SEO specialists are the astrologers of the internet age. The only difference I discern is that most SEO experts believe in the truth of the advice they’re giving. I suppose that gives them a touch more integrity, though it also makes them a touch more stupid than their stargazing brethren. Both professions, if you can call them that, exist because our reptilian brains find it hard to discriminate between coincidence and consequence.
Let’s try an experiment. A thousand people in a room are asked to toss a coin ten times. It’s a contest to see who can throw the most heads in row. Let’s make it a financial contest. They all pay £1 into a pot, and there is a guaranteed prize for anyone who can throw five or more heads in a row. Not five heads in total, but five in a row. Tricky, eh?
How much should that prize be? It must be pretty unlikely, right? A big prize must be on offer, perhaps the whole pot. Maybe no-one will be able to claim it.

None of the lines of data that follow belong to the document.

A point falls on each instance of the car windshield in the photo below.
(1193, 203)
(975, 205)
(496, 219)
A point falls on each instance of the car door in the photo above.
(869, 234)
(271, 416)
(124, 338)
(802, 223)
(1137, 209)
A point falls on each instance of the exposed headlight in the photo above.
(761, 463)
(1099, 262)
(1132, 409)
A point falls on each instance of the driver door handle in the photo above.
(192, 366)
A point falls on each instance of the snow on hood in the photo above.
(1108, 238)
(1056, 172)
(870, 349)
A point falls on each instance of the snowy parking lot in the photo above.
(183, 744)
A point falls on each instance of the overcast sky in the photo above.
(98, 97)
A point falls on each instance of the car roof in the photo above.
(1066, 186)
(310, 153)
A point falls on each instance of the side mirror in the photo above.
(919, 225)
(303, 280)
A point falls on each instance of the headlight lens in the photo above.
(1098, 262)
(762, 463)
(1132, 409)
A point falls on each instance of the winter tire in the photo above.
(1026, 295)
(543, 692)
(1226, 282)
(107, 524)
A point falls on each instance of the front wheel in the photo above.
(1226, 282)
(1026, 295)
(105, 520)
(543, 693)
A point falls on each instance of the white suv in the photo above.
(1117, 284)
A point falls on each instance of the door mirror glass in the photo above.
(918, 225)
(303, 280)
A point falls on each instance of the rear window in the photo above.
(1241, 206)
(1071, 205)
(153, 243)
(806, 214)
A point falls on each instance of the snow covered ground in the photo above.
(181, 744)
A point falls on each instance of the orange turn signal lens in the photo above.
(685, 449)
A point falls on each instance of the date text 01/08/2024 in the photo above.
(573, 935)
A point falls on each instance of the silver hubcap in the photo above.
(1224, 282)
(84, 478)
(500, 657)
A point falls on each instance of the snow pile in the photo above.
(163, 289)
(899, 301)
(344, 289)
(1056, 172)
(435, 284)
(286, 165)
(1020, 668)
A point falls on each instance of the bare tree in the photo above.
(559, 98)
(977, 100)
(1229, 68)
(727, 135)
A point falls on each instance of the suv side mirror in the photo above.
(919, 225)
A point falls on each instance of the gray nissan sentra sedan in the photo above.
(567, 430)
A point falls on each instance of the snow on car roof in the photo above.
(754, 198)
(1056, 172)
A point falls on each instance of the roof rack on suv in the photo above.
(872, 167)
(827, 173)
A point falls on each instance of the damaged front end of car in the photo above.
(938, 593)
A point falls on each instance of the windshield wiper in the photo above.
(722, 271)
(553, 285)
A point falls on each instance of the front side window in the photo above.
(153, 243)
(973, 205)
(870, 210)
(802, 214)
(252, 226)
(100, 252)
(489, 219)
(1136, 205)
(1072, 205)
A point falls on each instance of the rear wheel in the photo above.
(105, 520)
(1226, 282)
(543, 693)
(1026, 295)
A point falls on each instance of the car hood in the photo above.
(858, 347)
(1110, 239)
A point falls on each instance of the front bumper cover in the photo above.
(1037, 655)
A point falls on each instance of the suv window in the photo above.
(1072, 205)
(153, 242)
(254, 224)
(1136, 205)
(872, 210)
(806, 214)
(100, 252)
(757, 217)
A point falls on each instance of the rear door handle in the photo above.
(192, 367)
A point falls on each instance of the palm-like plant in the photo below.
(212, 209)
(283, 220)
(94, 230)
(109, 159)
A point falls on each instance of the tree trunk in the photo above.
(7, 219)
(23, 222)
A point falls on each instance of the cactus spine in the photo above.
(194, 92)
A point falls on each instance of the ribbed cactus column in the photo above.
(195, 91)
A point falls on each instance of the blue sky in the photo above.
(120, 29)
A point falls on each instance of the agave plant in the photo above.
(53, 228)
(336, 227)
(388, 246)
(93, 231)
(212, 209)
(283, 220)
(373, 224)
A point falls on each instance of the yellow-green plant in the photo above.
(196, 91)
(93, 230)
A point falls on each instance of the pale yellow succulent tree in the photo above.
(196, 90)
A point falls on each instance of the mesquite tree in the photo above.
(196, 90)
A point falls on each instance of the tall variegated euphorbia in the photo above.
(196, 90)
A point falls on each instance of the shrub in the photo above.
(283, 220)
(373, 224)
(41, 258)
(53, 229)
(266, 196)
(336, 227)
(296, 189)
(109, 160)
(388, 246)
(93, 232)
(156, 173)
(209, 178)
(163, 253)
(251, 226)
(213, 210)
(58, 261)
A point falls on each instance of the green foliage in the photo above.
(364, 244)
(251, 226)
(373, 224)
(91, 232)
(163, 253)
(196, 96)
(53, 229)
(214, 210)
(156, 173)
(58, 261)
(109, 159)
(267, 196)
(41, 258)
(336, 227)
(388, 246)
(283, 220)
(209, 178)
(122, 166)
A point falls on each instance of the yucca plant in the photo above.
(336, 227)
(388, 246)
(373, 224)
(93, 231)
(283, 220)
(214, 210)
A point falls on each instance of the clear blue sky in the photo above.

Does it surprise you to learn the prize for throwing five or more heads in a row would only be £9? That’s right, nearly 11% of participants are expected to throw five heads consecutively, nearly 50 people will throw six in a row.
But what has this got to do with SEO consultants?
Well, if you took the 46 (or so) people who threw 6 heads in a row, and asked them how they did it, you could be sure that some of them had technique. One of them would tell you it’s important to throw the coin to exactly the same height each time; one of them might tell you to cross your fingers; another that it’s the way they flicked their wrist. All of them of course would be wrong. It’s a coincidence that they achieved an unlikely result, not a consequence of anything they did. There’s no way you can pick which of the 1000 players will win the prize in advance.
And SEO? Most SEO consultants sell themselves on their past record. I did for years. I had rules of thumb, and metrics and tricks and techniques. I read all the right forums, and used all the right jargon. No-one ever knocked my record. But honestly, I was a fraud. The truth is, once a site is moderately well-structured the rest is luck. I once managed to achieve the equivalent of six heads in a row and that guaranteed my ‘expertise’ - I was expert in the same way the 46 coin-tossers were lucky. Not inherently, but by reputation.
It’s pretty simple to structure a site so that the search-engines are receptive to it. It doesn’t take much expertise or indeed much time. After that you’re on your own - if people want to link to your site, they will and the site will improve in rankings. If they don’t, you need to do something different. Um, that’s pretty much it. Honest.
Oh, and don’t go and do anything stupid or immoral - like the PayPerPost advertisers were attempting. You’ll get caught, because it’s not good for the rest of us and Google, at least, cares about that.
You might as well consult star-charts as SEO consultants to improve your search engine rankings. But then, perhaps I’m too harsh here. I’m likely to be much more cynical about these things than you. I’m a Scorpio, after all.